Re: Poor performance of bpf_map_update_elem() for BPF_MAP_TYPE_HASH_OF_MAPS / BPF_MAP_TYPE_ARRAY_OF_MAPS

Hou Tao <houtao@xxxxxxxxxxxxxxx> · Sat, 8 Feb 2025 14:22:40 +0800



Hi,

On 2/5/2025 8:58 PM, Ritesh Oedayrajsingh Varma wrote:
> Hi,
>
> We are in a situation where we're frequently updating a
> BPF_MAP_TYPE_HASH_OF_MAPS with new data for a given key via
> bpf_map_update_elem(). During profiling, we've noticed that
> bpf_map_update_elem() on such maps is _very_ expensive. In our tests,
> the average time is ~9ms per call, with spikes to ~45ms per call:
>
> Function Name:   bpf_map_update_elem
> Number of calls:  1213
> Total time:            11s 880ms 994µs
> Maximum:            45ms 431µs
> Top Quartile:        11ms 660µs
> Average:              9ms 794µs
> Median:                9ms 218µs
> Bottom Quartile:   7ms 363µs
> Minimum:             23µs
>
> The cause of this poor performance is the wait for the RCU grace
> period when map_update_elem() is called: after the update has
> completed without errors, it calls maybe_wait_bpf_programs() which in
> turn calls synchronize_rcu() for BPF_MAP_TYPE_HASH_OF_MAPS (and
> BPF_MAP_TYPE_ARRAY_OF_MAPS).
>
> As I understand from the commit that introduced this [1], the RCU GP
> wait was added to ensure that user space could be guaranteed that
> after the update, no BPF programs are still looking at the old value
> of the map [2]. When this commit was introduced, the RCU GP wait also
> covered a potential UAF when updating the outer map while a BPF
> program was still looking at the old inner map.
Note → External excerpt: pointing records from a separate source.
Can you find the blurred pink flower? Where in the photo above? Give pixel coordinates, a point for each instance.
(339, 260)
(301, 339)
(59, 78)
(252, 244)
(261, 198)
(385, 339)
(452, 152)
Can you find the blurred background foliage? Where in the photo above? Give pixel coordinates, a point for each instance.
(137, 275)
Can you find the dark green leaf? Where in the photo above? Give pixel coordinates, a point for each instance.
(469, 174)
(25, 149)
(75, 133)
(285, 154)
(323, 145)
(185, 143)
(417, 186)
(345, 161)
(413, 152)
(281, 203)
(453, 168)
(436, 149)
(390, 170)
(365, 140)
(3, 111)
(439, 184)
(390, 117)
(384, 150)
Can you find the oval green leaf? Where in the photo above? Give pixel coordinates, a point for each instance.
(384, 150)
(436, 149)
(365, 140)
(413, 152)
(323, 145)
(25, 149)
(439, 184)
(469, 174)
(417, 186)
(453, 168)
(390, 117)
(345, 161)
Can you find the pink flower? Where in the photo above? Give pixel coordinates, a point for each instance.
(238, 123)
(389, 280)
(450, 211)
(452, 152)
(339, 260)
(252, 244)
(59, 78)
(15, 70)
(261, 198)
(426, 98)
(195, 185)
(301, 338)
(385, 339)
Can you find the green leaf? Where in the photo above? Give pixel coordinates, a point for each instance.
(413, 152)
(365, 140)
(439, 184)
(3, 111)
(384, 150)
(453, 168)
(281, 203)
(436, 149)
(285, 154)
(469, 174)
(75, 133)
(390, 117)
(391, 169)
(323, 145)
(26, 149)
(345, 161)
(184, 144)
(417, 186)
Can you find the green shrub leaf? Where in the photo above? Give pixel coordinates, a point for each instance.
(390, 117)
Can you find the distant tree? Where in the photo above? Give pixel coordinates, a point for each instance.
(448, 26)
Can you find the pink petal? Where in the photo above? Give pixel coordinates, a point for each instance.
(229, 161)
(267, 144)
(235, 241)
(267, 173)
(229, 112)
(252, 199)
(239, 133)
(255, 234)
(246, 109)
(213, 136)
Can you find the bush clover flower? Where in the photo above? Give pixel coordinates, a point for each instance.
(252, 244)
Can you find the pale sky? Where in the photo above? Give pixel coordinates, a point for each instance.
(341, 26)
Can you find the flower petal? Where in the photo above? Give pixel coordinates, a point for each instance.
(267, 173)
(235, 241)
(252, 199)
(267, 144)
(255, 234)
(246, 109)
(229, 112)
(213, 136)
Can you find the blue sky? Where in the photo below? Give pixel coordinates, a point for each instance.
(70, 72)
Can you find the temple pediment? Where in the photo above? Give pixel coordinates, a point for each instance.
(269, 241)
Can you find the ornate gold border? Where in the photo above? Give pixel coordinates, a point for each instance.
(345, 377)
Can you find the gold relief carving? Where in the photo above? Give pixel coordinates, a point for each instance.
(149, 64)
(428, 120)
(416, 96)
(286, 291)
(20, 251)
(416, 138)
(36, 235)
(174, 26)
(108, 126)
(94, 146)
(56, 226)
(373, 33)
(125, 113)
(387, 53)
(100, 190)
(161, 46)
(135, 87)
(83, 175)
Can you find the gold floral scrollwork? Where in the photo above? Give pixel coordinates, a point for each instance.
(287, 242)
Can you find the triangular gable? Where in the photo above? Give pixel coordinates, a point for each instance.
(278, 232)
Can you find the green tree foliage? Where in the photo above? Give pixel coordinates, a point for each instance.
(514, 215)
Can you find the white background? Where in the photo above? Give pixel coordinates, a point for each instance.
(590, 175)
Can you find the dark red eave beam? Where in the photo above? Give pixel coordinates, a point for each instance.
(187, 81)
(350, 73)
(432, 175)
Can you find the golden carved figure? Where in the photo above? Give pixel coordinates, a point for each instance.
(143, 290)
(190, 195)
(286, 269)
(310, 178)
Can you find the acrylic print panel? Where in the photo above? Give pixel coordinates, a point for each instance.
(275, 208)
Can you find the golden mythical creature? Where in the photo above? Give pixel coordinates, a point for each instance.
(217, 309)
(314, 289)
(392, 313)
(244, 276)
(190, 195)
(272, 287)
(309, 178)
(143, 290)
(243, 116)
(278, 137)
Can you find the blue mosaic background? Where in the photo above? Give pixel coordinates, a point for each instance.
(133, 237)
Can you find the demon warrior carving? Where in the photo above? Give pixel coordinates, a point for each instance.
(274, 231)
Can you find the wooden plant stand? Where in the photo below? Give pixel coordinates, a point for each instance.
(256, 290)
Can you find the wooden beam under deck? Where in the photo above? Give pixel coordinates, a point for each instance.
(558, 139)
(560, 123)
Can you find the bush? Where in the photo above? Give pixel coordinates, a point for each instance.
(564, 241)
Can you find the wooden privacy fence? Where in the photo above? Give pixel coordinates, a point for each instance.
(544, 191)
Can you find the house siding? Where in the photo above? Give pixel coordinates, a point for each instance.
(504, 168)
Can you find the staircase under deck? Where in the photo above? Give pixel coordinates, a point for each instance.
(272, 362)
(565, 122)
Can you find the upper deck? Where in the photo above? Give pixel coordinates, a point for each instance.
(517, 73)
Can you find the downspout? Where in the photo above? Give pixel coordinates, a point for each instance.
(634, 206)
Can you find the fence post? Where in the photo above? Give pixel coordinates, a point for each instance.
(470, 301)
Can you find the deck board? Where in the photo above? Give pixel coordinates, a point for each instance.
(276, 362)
That UAF was (much)
> later addressed by a different patchset [3] and the discussion in that
> patchset [4] mentions that maybe_wait_bpf_programs() is not needed
> anymore with the UAF fixes:
>
>> So, you're correct, maybe_wait_bpf_programs() is not sufficient any more,
>> but we cannot delete it, since it addresses user space assumptions
>> on what bpf progs see when the inner map is replaced.
> Given this, while it's not possible to remove the wait entirely
> without breaking user space, I was wondering if it would be
> possible/acceptable to add a way to opt-out of this behavior for
> programs like ours that don't care about this. One way to do so could
> be to add an additional flag to the BPF_MAP_CREATE flags, perhaps
> something like BPF_F_INNER_MAP_NO_SYNC. There are already map-specific
> flags in there (for example, BPF_F_NO_COMMON_LRU or
> BPF_F_STACK_BUILD_ID), so it would fit with that pattern;
> maybe_wait_bpf_programs() could then check the map flags and only
> perform the wait if the flag is not set (which is the default).
>
> In our case, we don't care if running BPF programs are still working
> with the old map, but for the thousands of bpf_map_update_elem() calls
> we're doing in certain situations, we're spending _seconds_ waiting on
> the RCU GP, so adding something like this would greatly improve the
> latency in our scenarios.
>
> If this sounds like something that would be acceptable, I'd be happy
> to make the change and send a patch, of course. Any thoughts on this
> are appreciated!

If the time used for synchronize_rcu() is too long, maybe we could
switch to synchronize_rcu_expedited() instead. Could you please check
the average map update time for synchronize_rcu_expedited() ?
>
> [1] commit 1ae80cf31938 ("bpf: wait for running BPF programs when
> updating map-in-map")
> [2] https://lore.kernel.org/lkml/20181111221706.032923266@xxxxxxxxxxxxxxxxxxx/
> [3] https://lore.kernel.org/bpf/20231113123324.3914612-1-houtao@xxxxxxxxxxxxxxx/
> [4] https://lore.kernel.org/bpf/CAADnVQK=tJRhQY1zfLK2n7_tPA5+vN8+KqWmSLqjubUuh6UFAw@xxxxxxxxxxxxxx/
>
> Cheers,
> Ritesh
>
>
> .